All the Rage(23)



“What are you doing, Romy?”

I look up and Holly is looking down at me, like I’ve done so much that’s wrong tonight. I open my mouth but nothing comes out and she says, you can’t stay in this booth like I didn’t know that. I stare at my hands, at my nails until they blur red.

“Romy,” Holly says. She sounds different now. “Are you all right?”

I move out of the booth so fast, she has to step back. I push through the door and I run into the parking lot. The thin roar of Penny’s Vespa engine reaches my ear.

I watch her leave.





NOW





a wolf is at the door.

He’s not wearing his uniform. It’s strange, seeing the sheriff not in his uniform but this doesn’t have to be anything official, yet. I’m just here today, parent to parent.

Her mother. Doesn’t know what to do, hasn’t known what to do since she found her daughter in the shower, under the running water, still drunk and crying, babbling the truth to the tiles. That next morning, her mother, in tears, asked about it.

Romy, you said something last night. I need to be sure of what you told me.

A truck bed and a boy.

A text, later, from her best friend: YOU DIDN’T DO ANYTHING STUPID, DID YOU?

Devastation roots her family if denial is not moving them forward. Her father disappeared, couldn’t handle it, and she stayed inside with her mother, trying to figure out what they needed to do and how they needed to do it. She’s any girl and they’re any family, but this boy. He’s special and his family is special.

And now, a wolf at the door.

So let him in.

Paul was at the bar the other night and laid out some pretty serious accusations. You know how word travels around here. He said my son raped your daughter. And then, as they process this one thing, her father (sleeping last night off upstairs) taking it to the world before she knew if that was what she wanted, the sheriff says, of course, no one believes it but that still doesn’t mean he can go around saying it. I want to know why he’s saying it.

God, they are so flustered, so sick, so looking for direction, any direction, they invite him in, they sit him at the kitchen table, they let the conversation start out with coffee, with one sugar or two and do nothing when it moves to the crush she’d been nursing on his son these months and you can’t deny you were attracted to him.

No, she can’t, is what her silence says back to him. She can’t deny that for months she imagined his son’s hands on her body, in that truck, in a bed, anywhere. She pictured it over and over except in her head, she wanted it and her eyes were open.

She hates her heart, that misguided organ in her chest.

Why didn’t it warn her?

You were drunk at my house, Friday night. I’ve talked to my sons and I have talked to Penny. No one else was drinking. You’re underage. I could pursue it, if I wanted. But I won’t.

Because he’s just here today, parent to parent.

Thank you, her mother says, without thinking.

He says, they say you chase after him. That you wore an outfit, hoping that you would catch his attention. Short skirt, skimpy shirt. They? And, reaching into his pocket, unfolding a piece of paper, tell me about what you wrote in this e-mail here: Penny, I want him. I dream about him.

This cuts a thousand times, her e-mail in his hands. There’s only one place he could have gotten it. The betrayal is more than she thinks she can bear; the one girl who believed in her, doesn’t believe her.

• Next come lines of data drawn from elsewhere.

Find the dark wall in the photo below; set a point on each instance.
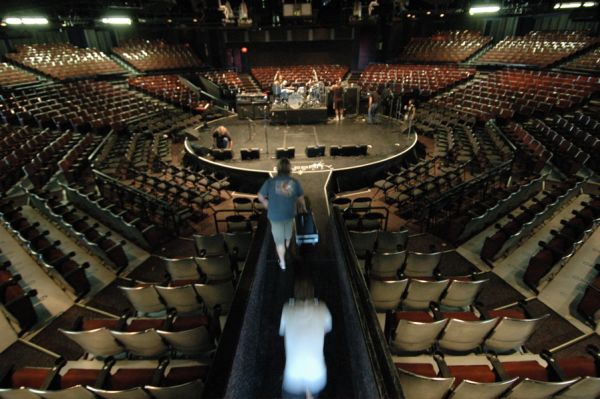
(299, 53)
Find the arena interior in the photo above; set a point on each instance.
(457, 196)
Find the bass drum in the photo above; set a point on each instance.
(295, 101)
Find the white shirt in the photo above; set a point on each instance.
(304, 325)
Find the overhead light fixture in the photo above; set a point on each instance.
(484, 9)
(26, 21)
(572, 4)
(117, 20)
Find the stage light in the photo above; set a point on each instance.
(117, 20)
(26, 21)
(484, 9)
(562, 6)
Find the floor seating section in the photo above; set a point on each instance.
(545, 264)
(164, 379)
(589, 61)
(328, 74)
(10, 75)
(155, 55)
(522, 225)
(445, 46)
(505, 93)
(63, 61)
(491, 377)
(60, 266)
(80, 106)
(541, 49)
(15, 300)
(171, 89)
(427, 80)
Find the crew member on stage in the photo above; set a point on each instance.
(222, 139)
(338, 99)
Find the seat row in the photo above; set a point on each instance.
(519, 227)
(490, 377)
(85, 232)
(70, 275)
(544, 265)
(165, 379)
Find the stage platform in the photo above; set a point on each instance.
(388, 143)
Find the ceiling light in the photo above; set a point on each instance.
(573, 4)
(117, 20)
(483, 9)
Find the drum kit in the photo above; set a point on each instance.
(303, 96)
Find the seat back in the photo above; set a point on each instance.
(182, 269)
(188, 390)
(144, 299)
(386, 295)
(586, 388)
(195, 341)
(183, 299)
(465, 336)
(511, 334)
(461, 294)
(421, 264)
(216, 295)
(209, 245)
(216, 267)
(386, 265)
(533, 389)
(391, 241)
(98, 342)
(413, 336)
(418, 387)
(420, 293)
(363, 242)
(489, 390)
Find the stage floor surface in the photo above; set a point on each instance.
(386, 139)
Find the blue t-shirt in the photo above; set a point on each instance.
(282, 193)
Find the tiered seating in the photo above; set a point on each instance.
(170, 89)
(540, 49)
(544, 265)
(302, 73)
(18, 148)
(426, 80)
(146, 55)
(505, 93)
(77, 226)
(449, 46)
(491, 377)
(60, 266)
(522, 225)
(230, 80)
(587, 62)
(568, 157)
(64, 61)
(81, 106)
(14, 300)
(109, 379)
(12, 76)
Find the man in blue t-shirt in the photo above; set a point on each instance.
(279, 195)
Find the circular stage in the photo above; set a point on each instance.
(384, 141)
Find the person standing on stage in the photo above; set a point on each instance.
(222, 139)
(338, 99)
(411, 113)
(281, 195)
(374, 100)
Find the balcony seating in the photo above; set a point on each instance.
(406, 79)
(448, 46)
(63, 61)
(540, 49)
(146, 55)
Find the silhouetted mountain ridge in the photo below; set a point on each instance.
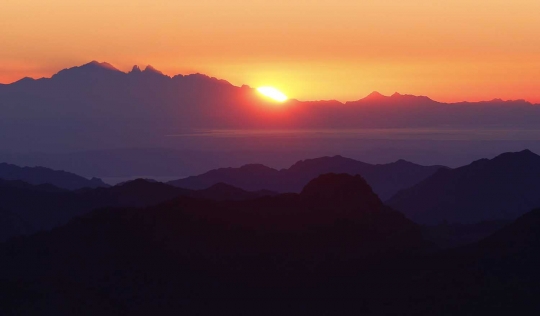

You know what they’re saying? They’re saying Paul’s telling people my son raped your daughter to get back at Helen for firing him. Now maybe they fooled around and maybe she was a little too drunk at the time, but rape? You can’t just call it something like that.

Then what do you call it?

He says, nobody believes it. They think it’s ugly. I think it’s ugly.

He says, I hope we can get this sorted out before you make it worse for yourselves.

He says, but I want to understand, Romy, so you tell me what you think happened.

And it’s not that she tells him it didn’t happen, it’s that by the time he asks, she no longer has a language of her own. But that’s enough. It always is.

Every time I close my eyes, there’s a memory. Every time I open them, I’m still on the road. I’ll never get off this road, not alone. But I’m not alone, I remember. The footsteps stopped. A shadow across my body. Maybe someone nice—but I’m too afraid to look.

“You with me?”

Dirt against my hands. I’m so heavy with heat, my head struggles against it, tries to tell me important things like this is not a safe place and leave.

But I can’t leave if I don’t know how to stand.

“You with me?”

I don’t know what that means. I don’t know anything except this, the air—too dry—the small movements I’m making—hurt—the sun—hot—the sky—it makes me dizzy. I finally squint up at the face above and am relieved to find, not a wolf, but a woman, just like me.

Until I see the uniform.





“romy grey, you hearing me?”

The deputy crouches, setting a bottle of water in front of me. It teeters on the ground, the water sloshing against its plastic sides before settling still as anything, as still as the—lake.